New Overnight Developments Abroad: Dollar Unchanged against Euro and Yen

August 12, 2009

Ahead of the FOMC announcement at 18:15 GMT today, the dollar is unchanged from yesterday’s closing levels against the euro and yen. It shows gains of 0.7% against the Australian dollar and of 0.4% against the kiwi and lesser advances of 0.2% against sterling and 0.1% relative to the Canadian dollar.  The buck has dipped 0.1% against the Swiss franc.  The Russian rouble touched a 5-month low against the dollar.

The Fed is not expected to change policy.  Analysts are divided on whether economic assessment will be upgraded to recovering from stabilizing.

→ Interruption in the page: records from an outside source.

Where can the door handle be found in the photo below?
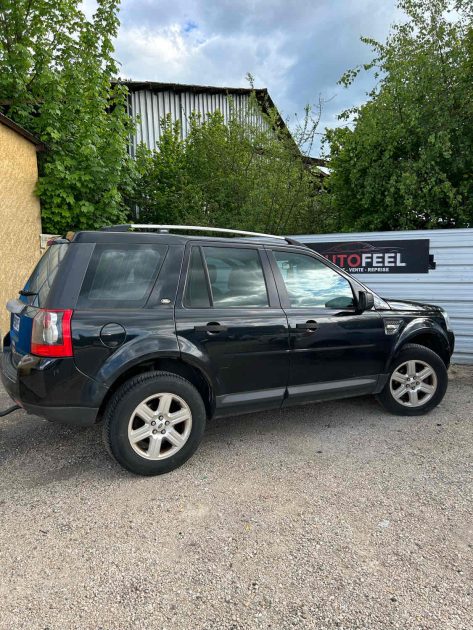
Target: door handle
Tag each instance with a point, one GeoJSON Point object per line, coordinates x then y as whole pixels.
{"type": "Point", "coordinates": [211, 327]}
{"type": "Point", "coordinates": [310, 325]}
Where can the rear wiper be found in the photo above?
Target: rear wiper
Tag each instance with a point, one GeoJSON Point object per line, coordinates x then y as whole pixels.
{"type": "Point", "coordinates": [27, 293]}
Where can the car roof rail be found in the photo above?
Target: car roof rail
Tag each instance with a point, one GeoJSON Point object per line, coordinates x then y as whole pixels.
{"type": "Point", "coordinates": [164, 229]}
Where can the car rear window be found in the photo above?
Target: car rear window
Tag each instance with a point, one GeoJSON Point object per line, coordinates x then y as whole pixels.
{"type": "Point", "coordinates": [43, 276]}
{"type": "Point", "coordinates": [121, 276]}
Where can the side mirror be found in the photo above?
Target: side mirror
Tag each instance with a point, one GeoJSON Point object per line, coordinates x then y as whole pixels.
{"type": "Point", "coordinates": [365, 301]}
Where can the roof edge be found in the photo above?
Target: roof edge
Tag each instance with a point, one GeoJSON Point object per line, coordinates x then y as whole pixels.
{"type": "Point", "coordinates": [8, 122]}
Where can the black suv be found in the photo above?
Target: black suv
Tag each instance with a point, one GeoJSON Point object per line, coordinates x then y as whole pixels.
{"type": "Point", "coordinates": [154, 332]}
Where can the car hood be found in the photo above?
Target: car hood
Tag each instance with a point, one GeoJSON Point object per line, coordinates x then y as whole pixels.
{"type": "Point", "coordinates": [407, 305]}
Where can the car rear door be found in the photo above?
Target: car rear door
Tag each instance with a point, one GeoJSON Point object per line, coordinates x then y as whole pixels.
{"type": "Point", "coordinates": [230, 323]}
{"type": "Point", "coordinates": [335, 350]}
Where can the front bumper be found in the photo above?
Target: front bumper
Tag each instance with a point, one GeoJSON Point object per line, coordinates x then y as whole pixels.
{"type": "Point", "coordinates": [53, 389]}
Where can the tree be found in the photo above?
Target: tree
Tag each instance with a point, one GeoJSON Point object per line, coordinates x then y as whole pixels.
{"type": "Point", "coordinates": [246, 172]}
{"type": "Point", "coordinates": [408, 160]}
{"type": "Point", "coordinates": [56, 72]}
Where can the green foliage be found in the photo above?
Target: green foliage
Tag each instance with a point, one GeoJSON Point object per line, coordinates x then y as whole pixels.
{"type": "Point", "coordinates": [407, 163]}
{"type": "Point", "coordinates": [56, 69]}
{"type": "Point", "coordinates": [246, 172]}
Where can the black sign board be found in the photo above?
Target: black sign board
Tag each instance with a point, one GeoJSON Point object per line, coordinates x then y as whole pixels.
{"type": "Point", "coordinates": [400, 256]}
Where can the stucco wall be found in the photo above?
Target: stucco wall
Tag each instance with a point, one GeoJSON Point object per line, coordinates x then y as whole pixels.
{"type": "Point", "coordinates": [20, 223]}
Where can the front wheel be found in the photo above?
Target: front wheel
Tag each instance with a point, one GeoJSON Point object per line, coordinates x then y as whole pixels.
{"type": "Point", "coordinates": [154, 422]}
{"type": "Point", "coordinates": [417, 382]}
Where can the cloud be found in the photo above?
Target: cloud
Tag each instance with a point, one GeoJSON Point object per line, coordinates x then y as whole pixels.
{"type": "Point", "coordinates": [298, 49]}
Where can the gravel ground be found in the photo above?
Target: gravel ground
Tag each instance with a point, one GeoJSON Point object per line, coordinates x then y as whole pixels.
{"type": "Point", "coordinates": [330, 516]}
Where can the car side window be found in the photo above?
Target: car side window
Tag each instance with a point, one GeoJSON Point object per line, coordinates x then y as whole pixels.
{"type": "Point", "coordinates": [235, 278]}
{"type": "Point", "coordinates": [196, 293]}
{"type": "Point", "coordinates": [309, 282]}
{"type": "Point", "coordinates": [121, 276]}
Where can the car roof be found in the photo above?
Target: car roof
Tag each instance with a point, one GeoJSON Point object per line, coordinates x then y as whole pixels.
{"type": "Point", "coordinates": [146, 237]}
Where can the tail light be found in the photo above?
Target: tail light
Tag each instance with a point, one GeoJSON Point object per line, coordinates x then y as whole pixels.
{"type": "Point", "coordinates": [51, 334]}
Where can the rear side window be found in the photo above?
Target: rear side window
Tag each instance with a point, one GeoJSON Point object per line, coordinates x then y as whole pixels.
{"type": "Point", "coordinates": [233, 275]}
{"type": "Point", "coordinates": [121, 276]}
{"type": "Point", "coordinates": [45, 272]}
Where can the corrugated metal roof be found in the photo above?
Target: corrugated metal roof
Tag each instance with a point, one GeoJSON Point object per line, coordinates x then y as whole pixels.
{"type": "Point", "coordinates": [450, 285]}
{"type": "Point", "coordinates": [149, 102]}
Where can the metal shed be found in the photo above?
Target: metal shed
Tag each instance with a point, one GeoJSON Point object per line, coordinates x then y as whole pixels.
{"type": "Point", "coordinates": [149, 102]}
{"type": "Point", "coordinates": [450, 285]}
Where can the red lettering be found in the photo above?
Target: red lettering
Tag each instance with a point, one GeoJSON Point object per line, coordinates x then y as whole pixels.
{"type": "Point", "coordinates": [356, 258]}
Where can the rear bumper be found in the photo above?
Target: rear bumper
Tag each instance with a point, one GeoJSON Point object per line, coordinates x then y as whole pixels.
{"type": "Point", "coordinates": [53, 389]}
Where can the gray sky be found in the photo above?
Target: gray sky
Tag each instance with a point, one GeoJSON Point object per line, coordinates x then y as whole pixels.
{"type": "Point", "coordinates": [298, 49]}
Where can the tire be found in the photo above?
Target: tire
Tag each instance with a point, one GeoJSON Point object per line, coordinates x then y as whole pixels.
{"type": "Point", "coordinates": [419, 396]}
{"type": "Point", "coordinates": [154, 423]}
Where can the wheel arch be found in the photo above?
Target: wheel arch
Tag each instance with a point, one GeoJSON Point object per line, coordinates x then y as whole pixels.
{"type": "Point", "coordinates": [175, 365]}
{"type": "Point", "coordinates": [429, 337]}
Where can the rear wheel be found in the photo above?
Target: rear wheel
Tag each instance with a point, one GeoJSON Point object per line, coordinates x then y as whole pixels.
{"type": "Point", "coordinates": [154, 422]}
{"type": "Point", "coordinates": [417, 382]}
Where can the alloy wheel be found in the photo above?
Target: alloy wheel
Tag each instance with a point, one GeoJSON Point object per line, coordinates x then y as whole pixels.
{"type": "Point", "coordinates": [413, 383]}
{"type": "Point", "coordinates": [160, 426]}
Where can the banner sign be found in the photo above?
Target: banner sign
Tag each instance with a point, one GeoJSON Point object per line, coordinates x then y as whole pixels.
{"type": "Point", "coordinates": [400, 256]}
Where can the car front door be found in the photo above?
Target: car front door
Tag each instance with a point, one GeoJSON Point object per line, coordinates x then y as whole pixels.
{"type": "Point", "coordinates": [230, 323]}
{"type": "Point", "coordinates": [335, 349]}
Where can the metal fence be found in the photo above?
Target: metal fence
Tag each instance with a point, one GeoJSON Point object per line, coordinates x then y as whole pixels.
{"type": "Point", "coordinates": [449, 285]}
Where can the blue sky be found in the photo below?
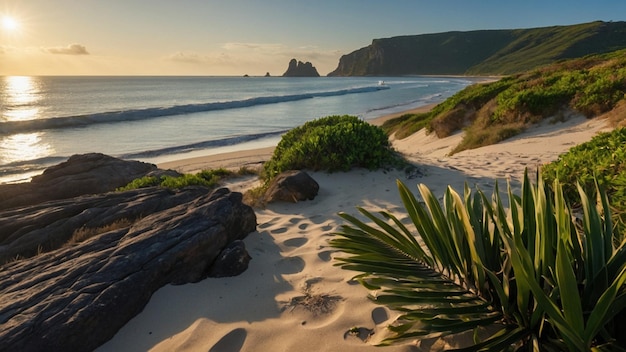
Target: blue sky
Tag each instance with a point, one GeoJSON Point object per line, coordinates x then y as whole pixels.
{"type": "Point", "coordinates": [236, 37]}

In the Pacific Rim, stocks in China plummeted another 4.5% and closed down 3.0% in Hong Kong,  2.2% in Indonesia, 1.4% in Japan, 1.1% in the Philippines, 1.0% in Singapore.  Stocks firmed 0.3% in Australia and have recovered 0.6% in Germany and 0.5% in Britain.

10-year Bund and JGB yields are 3 basis points lower.

Oil and gold edged down 0.2% and 0.1% to $69.33 per barrel and $946.50 per ounce.

Surprise of the day has been news of a 0.6% drop in Euroland industrial production in June.  Analysts had anticipated a 0.6% increase.  The drop reverses a 0.6% in May and was led by a 4.2% plunge in consumer durable goods.  Output in Italy sank 1.2%, while such was flat in Germany and up 0.5% in France.  Industrial production fell 11.4% saar in the second quarter and 17.0% in the year to June.  The June level of output was slightly lower than the 2Q average.

Japanese industrial output growth in June was revised down a tenth to a gain of 2.3%, but such still fell by 23.5% from June 2008.  The ratio of inventories to shipments plunged 10.0% in June but rose 22.9% from June 2008.  Capacity climbed 2.3%, but capacity usage was unchanged.

Japanese domestic corporate goods prices rose 0.4% in July, the first increase since August 2008, but fell 8.5% year-over-year.  Export and import prices dropped by 1.5% and 1.1%.  Oil product prices led the increase in June.

Australian consumer confidence recorded a third straight improvement and booked the sharpest 3-month increase since at least 1975.  Australia’s quarterly labor cost index rose 0.8% in 2Q and 3.8% from 2Q08, down from 4.2% in the year to 1Q09.  The results were about as expected.

Greek real GDP as a change from a year earlier finally moved into negative territory.  Such dipped 0.2% in the year to 2Q09 compared to gains of 0.3% in 1Q09, 2.8% in full-2008 and 4.0% in 2007.  Home sales in Spain dropped 26% in the year to June after a 32% on-year decline in May.  French consumer prices fell by 0.4% in July and 0.7% from July 2008.  Price weakness was led by energy and food, and core inflation accelerated surprisingly sharply to 2.2% from 1.5%.

The Bank of England’s quarterly inflation report paints a somber economic outlook still full of uncertainty and attaches greater likelihood to sub-target rather than above-target CPI inflation in the medium term  Governor King stressed that levels of activity, which are now extremely depressed, will be more important in setting inflation than the growth of activity.

British labor statistics were also released.  The claimant unemployment count increased 24.9K and by a tenth to 4.9% of the labor force.  The unemployment level of 2.44 million hasn’t been higher since 1995.  Average wage earnings posted on-year growth of 2.5% in 2Q both with and without including bonus pay.

Norwegian retail sales volume fell 2.5% in June and recorded a gain of just 1.0% from a year earlier.

South Korean unemployment declined to a 6-month low in July of 3.7% from 3.9% in June.

South African retail sales fell 6.7% in the year to June, the fifth sub-zero result in a row.

India’s industrial production advanced 7.8% in the year to June, a 16-month high.

In China, speculation as ebbed in the wake of yesterday’s softer-than-expected data releases that monetary policy may soon begin to be tightened.

Romania’s current account deficit in 1H09 was 73% smaller than in the first half of 2008.

Aside from the FOMC statement, investors await a rate decision in Norway, where the key rate is likely to hold at 1.25%.  Canada and the United States release trade figures at 12:30 GMT.  Canadian house prices arrive too, as do monthly U.S. federal budget figures.